The agent's context is a terrible record of what it did to the world — it gets compacted, summarized, and sometimes hallucinated. The authoritative record of external effects is a separate, durable side-effect ledger: one row per attempted write, keyed by idempotency key, with status (PENDING / DONE / FAILED), the result, and a timestamp. It answers three operationally critical questions the context cannot: did this happen, exactly once?, and what was the result on the first try? On crash-resume the ledger — not the LLM — decides whether to execute or replay.

STEP 5

Dedupe windows and the honest limits of "exactly-once."

True exactly-once delivery is impossible across an unreliable network; what you build is exactly-once effect via idempotent operations plus a dedupe window. The window is the retention horizon of the ledger: collide within it and you replay; fall outside it and a very-late retry can duplicate.

  • Size the dedupe window to comfortably exceed your worst-case end-to-end retry horizon (including crash-resume after a multi-hour outage), not the average.
  • Prefer downstream-native idempotency where it exists (payment, email providers): their window and durability beat anything you bolt on.
  • For effects with no idempotency support (a fire-and-forget webhook to a partner), make the operation logically idempotent — "set state to X," not "increment" — or gate it behind human approval.
STEP 6

When this machinery is more than the action deserves.

Idempotency keys, classification, and a ledger are real cost: a write before every effect, a reconciliation path, retention to operate.

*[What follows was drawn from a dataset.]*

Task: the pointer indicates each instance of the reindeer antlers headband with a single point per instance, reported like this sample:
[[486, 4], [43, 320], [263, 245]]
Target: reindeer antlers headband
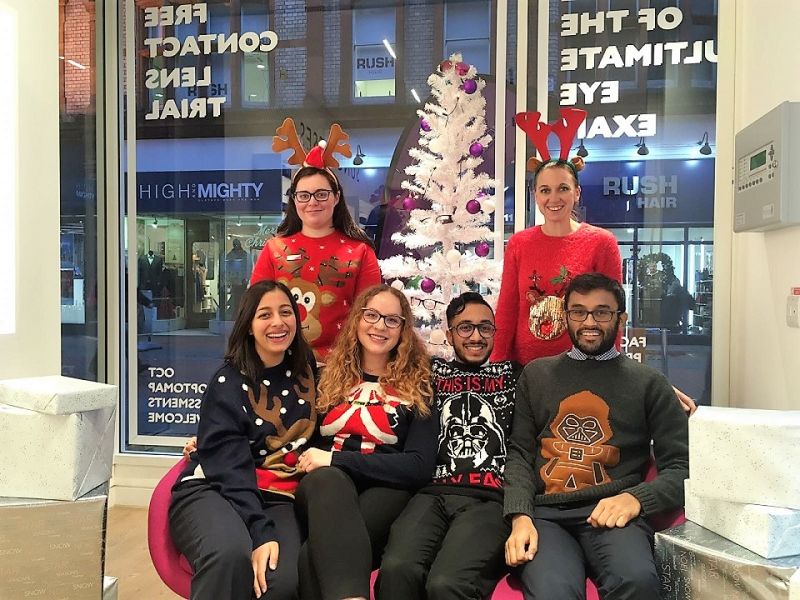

For read-only tools (search, fetch, query) it is mostly unnecessary — a duplicated read wastes tokens, not money, so naive retry is fine. The full apparatus is mandatory exactly when an action is externally visible, irreversible, or moves value. Spend idempotency where a duplicate is an incident; skip it where a duplicate is just a wasted GET — and never let the cost of doing it right be the reason a payment tool ships without a key.